While Wareham, the voice of Luna and the seminal Galaxie 500, has dropped his characteristic falsetto in favor of Hazlewood's gentle rasp, he doesn't quite channel the man on Back Numbers. Wareham recorded the disc with his wife and Luna bandmate Britta Phillips, and the result recalls Hazlewood's collaborations with Nancy Sinatra as much as the most amorous duets of Yo La Tengo's Ira Kaplan and Georgia Hubley. Certainly, Back Numbers is inspired, but it captures none of the sophisticated zaniness of Hazlewood, who was diagnosed recently with renal cancer and given a year to live. Besides, Hazlewood recorded his own send-off last year with Cake or Death. He doesn't need one from Wareham and Phillips.

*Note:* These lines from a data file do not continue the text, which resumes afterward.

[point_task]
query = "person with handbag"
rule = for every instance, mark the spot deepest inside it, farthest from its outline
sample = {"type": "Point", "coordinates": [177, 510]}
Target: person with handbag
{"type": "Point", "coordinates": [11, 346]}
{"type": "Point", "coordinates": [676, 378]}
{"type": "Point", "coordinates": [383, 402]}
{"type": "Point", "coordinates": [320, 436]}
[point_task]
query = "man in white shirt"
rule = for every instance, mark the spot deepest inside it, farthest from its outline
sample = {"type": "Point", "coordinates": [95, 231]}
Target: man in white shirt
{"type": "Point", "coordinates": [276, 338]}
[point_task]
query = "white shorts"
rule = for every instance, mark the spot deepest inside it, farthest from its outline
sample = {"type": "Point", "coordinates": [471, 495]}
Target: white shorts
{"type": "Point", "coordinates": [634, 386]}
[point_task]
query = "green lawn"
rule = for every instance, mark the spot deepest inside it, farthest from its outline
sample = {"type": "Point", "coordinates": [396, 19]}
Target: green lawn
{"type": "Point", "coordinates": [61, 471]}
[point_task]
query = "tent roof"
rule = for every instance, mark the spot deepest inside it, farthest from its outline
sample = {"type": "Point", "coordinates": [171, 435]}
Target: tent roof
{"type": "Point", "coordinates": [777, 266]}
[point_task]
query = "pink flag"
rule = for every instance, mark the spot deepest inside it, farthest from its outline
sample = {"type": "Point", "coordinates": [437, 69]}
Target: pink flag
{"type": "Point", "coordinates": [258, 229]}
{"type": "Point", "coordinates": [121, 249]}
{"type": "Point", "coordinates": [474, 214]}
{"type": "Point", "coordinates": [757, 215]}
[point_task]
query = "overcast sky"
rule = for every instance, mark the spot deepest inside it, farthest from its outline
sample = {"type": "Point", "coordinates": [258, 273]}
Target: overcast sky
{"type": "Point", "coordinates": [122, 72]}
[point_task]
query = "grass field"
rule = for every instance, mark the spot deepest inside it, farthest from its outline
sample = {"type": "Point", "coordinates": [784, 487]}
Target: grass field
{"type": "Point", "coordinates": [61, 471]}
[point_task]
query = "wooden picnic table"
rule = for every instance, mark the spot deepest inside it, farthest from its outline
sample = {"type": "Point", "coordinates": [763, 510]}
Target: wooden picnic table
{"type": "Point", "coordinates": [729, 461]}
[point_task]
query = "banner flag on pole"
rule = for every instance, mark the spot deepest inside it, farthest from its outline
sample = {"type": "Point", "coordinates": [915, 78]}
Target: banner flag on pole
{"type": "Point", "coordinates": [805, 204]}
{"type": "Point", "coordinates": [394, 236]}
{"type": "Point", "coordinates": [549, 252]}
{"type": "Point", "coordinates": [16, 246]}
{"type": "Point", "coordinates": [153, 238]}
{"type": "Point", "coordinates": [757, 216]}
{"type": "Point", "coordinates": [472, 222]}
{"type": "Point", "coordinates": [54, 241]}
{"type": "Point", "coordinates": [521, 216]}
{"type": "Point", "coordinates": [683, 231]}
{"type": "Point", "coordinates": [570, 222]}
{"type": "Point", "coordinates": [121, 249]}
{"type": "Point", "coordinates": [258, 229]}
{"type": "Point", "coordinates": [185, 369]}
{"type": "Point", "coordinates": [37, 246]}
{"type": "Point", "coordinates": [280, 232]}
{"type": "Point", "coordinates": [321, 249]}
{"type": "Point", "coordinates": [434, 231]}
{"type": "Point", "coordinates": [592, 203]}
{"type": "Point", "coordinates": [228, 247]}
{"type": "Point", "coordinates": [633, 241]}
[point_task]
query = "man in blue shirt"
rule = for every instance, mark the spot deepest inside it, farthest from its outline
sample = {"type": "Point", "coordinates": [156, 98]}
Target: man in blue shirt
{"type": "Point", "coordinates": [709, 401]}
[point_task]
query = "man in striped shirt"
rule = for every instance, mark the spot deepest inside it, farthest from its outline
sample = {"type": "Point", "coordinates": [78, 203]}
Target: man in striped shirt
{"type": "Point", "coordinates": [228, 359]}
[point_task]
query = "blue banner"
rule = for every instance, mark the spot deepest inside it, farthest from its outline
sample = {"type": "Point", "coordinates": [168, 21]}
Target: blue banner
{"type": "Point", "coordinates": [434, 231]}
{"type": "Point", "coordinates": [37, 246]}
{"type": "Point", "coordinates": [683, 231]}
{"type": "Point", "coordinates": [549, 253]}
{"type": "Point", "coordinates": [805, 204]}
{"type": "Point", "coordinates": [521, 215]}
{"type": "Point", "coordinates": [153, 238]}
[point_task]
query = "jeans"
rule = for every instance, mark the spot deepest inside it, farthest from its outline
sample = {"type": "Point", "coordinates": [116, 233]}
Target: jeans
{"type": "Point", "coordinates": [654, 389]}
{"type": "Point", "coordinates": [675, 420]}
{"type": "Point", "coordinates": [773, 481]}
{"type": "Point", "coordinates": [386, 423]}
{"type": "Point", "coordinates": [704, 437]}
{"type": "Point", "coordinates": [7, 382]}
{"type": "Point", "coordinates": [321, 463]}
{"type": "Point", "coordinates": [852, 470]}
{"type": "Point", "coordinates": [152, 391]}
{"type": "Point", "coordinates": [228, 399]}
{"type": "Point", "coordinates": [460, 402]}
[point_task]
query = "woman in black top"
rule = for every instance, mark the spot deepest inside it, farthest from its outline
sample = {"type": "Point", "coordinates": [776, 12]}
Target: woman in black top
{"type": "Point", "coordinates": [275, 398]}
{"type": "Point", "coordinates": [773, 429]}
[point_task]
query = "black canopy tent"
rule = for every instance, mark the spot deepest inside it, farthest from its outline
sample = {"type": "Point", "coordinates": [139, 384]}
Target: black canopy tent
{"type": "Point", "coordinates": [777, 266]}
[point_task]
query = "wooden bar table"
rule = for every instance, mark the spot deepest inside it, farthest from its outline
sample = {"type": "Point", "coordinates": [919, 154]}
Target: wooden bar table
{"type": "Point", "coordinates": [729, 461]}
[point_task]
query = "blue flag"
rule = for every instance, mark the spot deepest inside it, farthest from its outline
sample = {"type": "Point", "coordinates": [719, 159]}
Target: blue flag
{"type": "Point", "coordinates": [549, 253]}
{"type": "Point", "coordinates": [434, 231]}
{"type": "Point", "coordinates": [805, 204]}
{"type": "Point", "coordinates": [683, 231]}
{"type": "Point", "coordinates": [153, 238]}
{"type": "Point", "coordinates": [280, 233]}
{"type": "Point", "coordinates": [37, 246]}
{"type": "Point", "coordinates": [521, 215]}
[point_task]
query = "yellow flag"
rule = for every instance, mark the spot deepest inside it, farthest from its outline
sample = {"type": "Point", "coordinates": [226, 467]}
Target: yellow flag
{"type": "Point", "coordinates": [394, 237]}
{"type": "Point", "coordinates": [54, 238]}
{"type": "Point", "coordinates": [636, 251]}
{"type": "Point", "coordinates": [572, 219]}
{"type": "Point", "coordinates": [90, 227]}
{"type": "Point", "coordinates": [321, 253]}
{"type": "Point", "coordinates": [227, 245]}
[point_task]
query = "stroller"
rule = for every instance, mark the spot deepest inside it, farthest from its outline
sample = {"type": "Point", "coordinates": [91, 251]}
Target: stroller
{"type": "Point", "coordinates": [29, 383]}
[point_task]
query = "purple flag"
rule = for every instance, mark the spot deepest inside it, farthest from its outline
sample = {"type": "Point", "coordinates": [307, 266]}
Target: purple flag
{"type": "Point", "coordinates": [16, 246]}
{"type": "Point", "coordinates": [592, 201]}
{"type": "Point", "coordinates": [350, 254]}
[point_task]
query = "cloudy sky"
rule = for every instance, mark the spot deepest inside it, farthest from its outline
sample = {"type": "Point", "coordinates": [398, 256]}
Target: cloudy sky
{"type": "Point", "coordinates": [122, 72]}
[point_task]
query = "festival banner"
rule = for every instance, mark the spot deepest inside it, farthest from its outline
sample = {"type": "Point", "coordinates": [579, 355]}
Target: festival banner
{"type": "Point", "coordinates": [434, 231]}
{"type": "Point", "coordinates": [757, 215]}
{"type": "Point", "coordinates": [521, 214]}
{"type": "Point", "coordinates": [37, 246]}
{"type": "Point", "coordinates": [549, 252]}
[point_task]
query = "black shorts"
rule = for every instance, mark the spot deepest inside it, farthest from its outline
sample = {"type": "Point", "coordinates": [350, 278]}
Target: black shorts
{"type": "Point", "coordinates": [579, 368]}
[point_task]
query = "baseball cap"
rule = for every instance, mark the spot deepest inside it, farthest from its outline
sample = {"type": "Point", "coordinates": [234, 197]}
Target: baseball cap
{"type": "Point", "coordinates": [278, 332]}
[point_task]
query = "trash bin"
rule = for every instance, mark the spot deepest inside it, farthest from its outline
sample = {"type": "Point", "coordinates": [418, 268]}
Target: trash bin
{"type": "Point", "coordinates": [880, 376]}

Yet send him off they do with a cover of "You Turn My Head Around" and duets like "Say Goodnight," an obvious homage to the Hazlewood-Sinatra collaboration. But most of the originals here improve on Wareham's knack for decking even his sparsest tunes in dense, shimmering atmosphere. Here, that atmosphere means doo-wop vocals, lazy Rhodes piano and a casual lounge feel-a far cry from Galaxie 500's ebullient minimalism, but miles better than recent Luna releases-that doesn't oversweat its debt to idiosyncratic '60s pop.